Response: we added the description of the pre-processing method into the new manuscript in line 125-130 as follows:

“2.5 Spectral pre-processing

Savitzky-Golay smoothing (S-G smoothing), standard normal variate (SNV), first-order derivative (1^st-D) and multiple scatter correction (MSC) method were used to the spectra pretreatment. They have been proved useful in eliminating random noise, removing the multiplicative signal effects, eliminating the baseline drift or correcting the scattering, respectively[20].”

11. Line 234 – table 3. Indicate please the equation to obtain the RPD value.

Response：we added the equation of RPD into the new manuscript in line 165-169.

“2.9 Evaluation of model performance

The evaluation of regression model performance primarily include the correlation coefficient (R), root mean square error (RMSE), and residual predictive deviation (RPD).

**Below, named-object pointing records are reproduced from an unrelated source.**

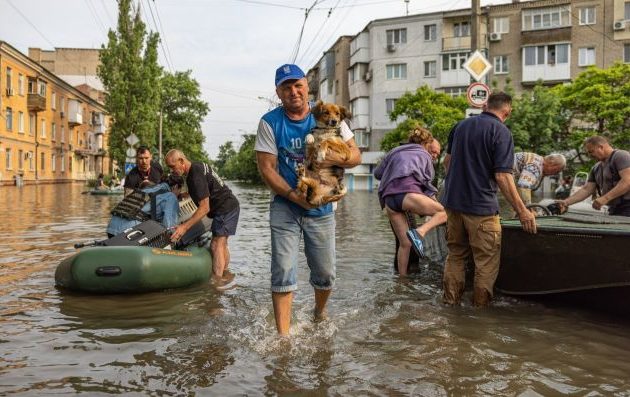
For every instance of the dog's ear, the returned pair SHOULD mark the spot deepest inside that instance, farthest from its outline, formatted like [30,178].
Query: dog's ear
[317,109]
[345,113]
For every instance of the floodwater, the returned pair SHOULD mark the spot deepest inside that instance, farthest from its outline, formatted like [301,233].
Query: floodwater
[385,337]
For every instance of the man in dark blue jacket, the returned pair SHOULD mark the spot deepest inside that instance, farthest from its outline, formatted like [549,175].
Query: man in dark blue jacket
[480,157]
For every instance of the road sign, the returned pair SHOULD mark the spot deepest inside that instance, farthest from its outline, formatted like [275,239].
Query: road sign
[132,139]
[477,65]
[477,94]
[472,112]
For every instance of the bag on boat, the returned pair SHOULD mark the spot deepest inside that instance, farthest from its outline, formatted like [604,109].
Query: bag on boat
[149,234]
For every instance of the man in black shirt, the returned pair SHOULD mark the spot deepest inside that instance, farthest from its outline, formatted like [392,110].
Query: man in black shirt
[213,199]
[145,170]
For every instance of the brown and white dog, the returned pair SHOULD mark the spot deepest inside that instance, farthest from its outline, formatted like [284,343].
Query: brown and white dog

RPD was calculated as the ratio of standard deviation (SD) of the reference values to the root-mean-square error of prediction(RPD = SD/RMSEP)[24,25].”

12. Line 254. Please insert the description of subfigures 4a, 4b and 4c in the caption.

Response: we revised the description of subfigures 4a, 4b, 4c and 4d as follows:

“Feature wavelengths selection by SPA. (a)RMSE trend chart of SG-SPA and the mini-mum RMSE denoted by red square; (b) feature bands selected by SPA with SG-input; (c) RMSE trend chart of SG-UVE-SPA and the minimum RMSE denoted by red square; (d) feature bands selected by SPA with SG-UVE input.”

Author Response File: Author Response.docx

Round 2

Reviewer 2 Report

Dear authors,

the paper was correctly improved following the suggestions.